Still, the pronounced dip that leads to the club getting stuck behind Woods on the downswing is clearly evident. The head drops as Woods transitions out of his backswing, but there is also a buckling of the knees that makes you wonder if all is well with his surgically repaired left knee.

"Knee's good," Woods said rather dismissively when asked about his health after the round. "No, zero. Absolutely 100 percent," he added when pressed on whether there were any physical issues. He was also asked about the Achilles tendon problem he had last year but did not reveal until last month.

"No, I started back running again," he said, against denying any physical problems. "Haven't had any swelling. I still feel that I'm explosive in all my exercises I'm able to do now, which I wasn't doing any of that last year. So it feels good."

Never in Woods' 15-year professional career has he been in a stretch of golf in which being closer to the cut line than to the lead after 36 holes is considered somewhat of a success. The sense going into the weekend is that Woods is not so much thinking about winning the Players as he is thinking about getting his game in shape to have a chance to win the U.S. Open at Pebble Beach next month.

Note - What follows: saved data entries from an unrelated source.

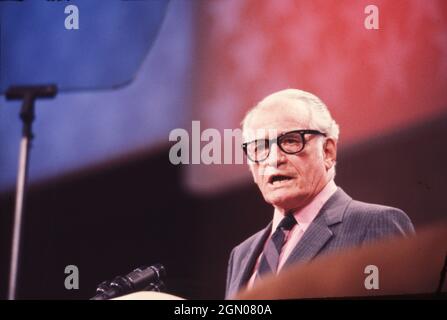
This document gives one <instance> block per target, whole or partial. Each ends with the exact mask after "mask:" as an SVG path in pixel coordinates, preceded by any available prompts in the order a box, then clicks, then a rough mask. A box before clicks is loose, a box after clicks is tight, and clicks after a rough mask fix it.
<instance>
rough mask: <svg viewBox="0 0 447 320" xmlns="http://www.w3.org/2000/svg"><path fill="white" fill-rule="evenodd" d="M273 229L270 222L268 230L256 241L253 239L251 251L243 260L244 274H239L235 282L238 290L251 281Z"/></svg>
mask: <svg viewBox="0 0 447 320" xmlns="http://www.w3.org/2000/svg"><path fill="white" fill-rule="evenodd" d="M271 228H272V222H270V224H269V225H268V226H267V227H266V228H264V230H262V232H259V234H258V236H257V237H255V239H253V242H252V243H251V245H250V247H249V249H248V250H247V252H246V254H245V255H244V257H243V258H242V261H241V270H242V272H240V273H239V276H238V278H237V279H236V280H235V284H236V288H237V289H238V290H239V289H240V288H241V287H243V286H244V285H245V284H246V283H247V282H248V280H250V277H251V275H252V272H253V269H254V267H255V264H256V259H258V257H259V255H260V254H261V251H262V250H263V248H264V243H265V241H266V240H267V238H268V236H269V235H270V231H271Z"/></svg>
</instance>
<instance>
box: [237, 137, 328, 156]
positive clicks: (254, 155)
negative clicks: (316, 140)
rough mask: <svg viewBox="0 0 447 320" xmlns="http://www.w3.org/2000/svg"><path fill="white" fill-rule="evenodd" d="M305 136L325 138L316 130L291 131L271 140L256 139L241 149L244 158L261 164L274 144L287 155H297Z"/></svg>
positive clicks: (244, 146) (247, 144) (245, 142)
mask: <svg viewBox="0 0 447 320" xmlns="http://www.w3.org/2000/svg"><path fill="white" fill-rule="evenodd" d="M306 134H317V135H322V136H324V137H326V134H325V133H322V132H320V131H318V130H293V131H289V132H285V133H283V134H281V135H279V136H277V137H276V138H273V139H258V140H254V141H250V142H245V143H243V144H242V149H243V150H244V153H245V154H246V156H247V157H248V158H249V159H250V160H251V161H253V162H256V163H258V162H261V161H264V160H265V159H267V158H268V156H269V154H270V146H271V145H273V143H276V144H277V145H278V147H279V149H281V151H283V152H284V153H287V154H297V153H299V152H301V151H302V150H303V149H304V146H305V145H306V139H305V135H306Z"/></svg>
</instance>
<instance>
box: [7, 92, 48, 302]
mask: <svg viewBox="0 0 447 320" xmlns="http://www.w3.org/2000/svg"><path fill="white" fill-rule="evenodd" d="M56 94H57V87H56V86H55V85H46V86H12V87H10V88H9V89H8V90H7V91H6V99H7V100H22V101H23V103H22V108H21V109H20V119H22V122H23V128H22V139H21V141H20V150H19V166H18V173H17V189H16V199H15V211H14V229H13V236H12V244H11V264H10V270H9V287H8V299H9V300H14V299H15V298H16V291H17V274H18V270H19V257H20V238H21V229H22V218H23V212H24V208H25V200H26V186H27V182H28V167H29V151H30V148H31V141H32V139H33V132H32V124H33V121H34V118H35V114H34V102H35V100H36V99H37V98H53V97H54V96H55V95H56Z"/></svg>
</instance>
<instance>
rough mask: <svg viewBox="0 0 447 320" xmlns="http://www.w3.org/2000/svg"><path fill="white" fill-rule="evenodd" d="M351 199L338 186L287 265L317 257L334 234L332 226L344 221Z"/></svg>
mask: <svg viewBox="0 0 447 320" xmlns="http://www.w3.org/2000/svg"><path fill="white" fill-rule="evenodd" d="M351 200H352V199H351V197H349V196H348V195H347V194H346V193H345V192H344V191H343V190H342V189H341V188H338V190H337V191H336V192H335V193H334V194H333V195H332V196H331V197H330V198H329V200H328V201H327V202H326V203H325V204H324V206H323V207H322V208H321V210H320V212H319V213H318V215H317V216H316V217H315V219H314V221H312V223H311V224H310V225H309V227H308V228H307V230H306V232H305V233H304V234H303V237H302V238H301V239H300V241H299V242H298V244H297V245H296V247H295V248H294V249H293V251H292V252H291V253H290V256H289V257H288V259H287V261H286V263H285V265H291V264H293V263H296V262H306V261H309V260H311V259H312V258H313V257H315V256H316V255H317V254H318V252H319V251H320V250H321V249H322V248H323V246H324V245H325V244H326V243H327V242H328V241H329V240H330V239H331V238H332V237H333V236H334V234H333V232H332V230H331V228H330V226H332V225H334V224H337V223H340V222H342V220H343V214H344V212H345V209H346V207H347V206H348V204H349V202H350V201H351Z"/></svg>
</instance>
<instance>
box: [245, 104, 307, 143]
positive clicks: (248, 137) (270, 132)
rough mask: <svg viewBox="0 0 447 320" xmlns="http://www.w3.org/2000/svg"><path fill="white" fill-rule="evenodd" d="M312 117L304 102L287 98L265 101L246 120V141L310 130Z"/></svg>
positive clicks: (245, 129)
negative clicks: (305, 129) (285, 133)
mask: <svg viewBox="0 0 447 320" xmlns="http://www.w3.org/2000/svg"><path fill="white" fill-rule="evenodd" d="M310 116H311V115H310V110H309V107H308V106H307V105H306V102H304V101H301V100H292V99H287V98H275V99H270V100H263V101H262V102H261V104H260V105H259V108H257V109H255V110H254V111H253V112H252V114H250V116H249V117H248V118H247V120H246V124H245V126H244V132H243V136H244V140H245V141H249V140H255V139H262V138H274V137H276V136H277V135H280V134H282V133H284V132H287V131H292V130H298V129H309V123H310Z"/></svg>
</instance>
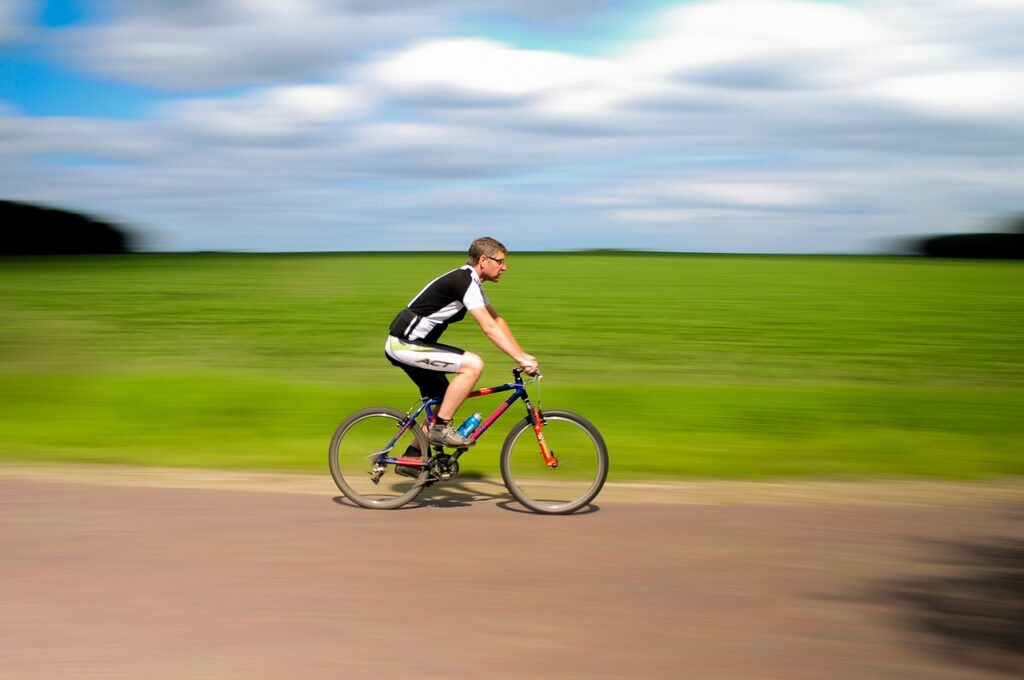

"If I was swinging the club a little bit better, it would be a little bit easier," Woods said about whether he still had a chance to win here. "Got to keep plodding along, and this golf course, anything can happen."

While it is undeniably true that anything can still happen at TPC Sawgrass, there is little reason to think that it will for Woods -- at least not in a magical way. Yes, he was explosive at times and hit some impressive shots, but he still looks like a guy whose game is being held together by Band-Aids and bailing wire.

Tiger Woods -- nine back and it's a step forward. Think about that. It's going to be fun to see how he figures his way out of this.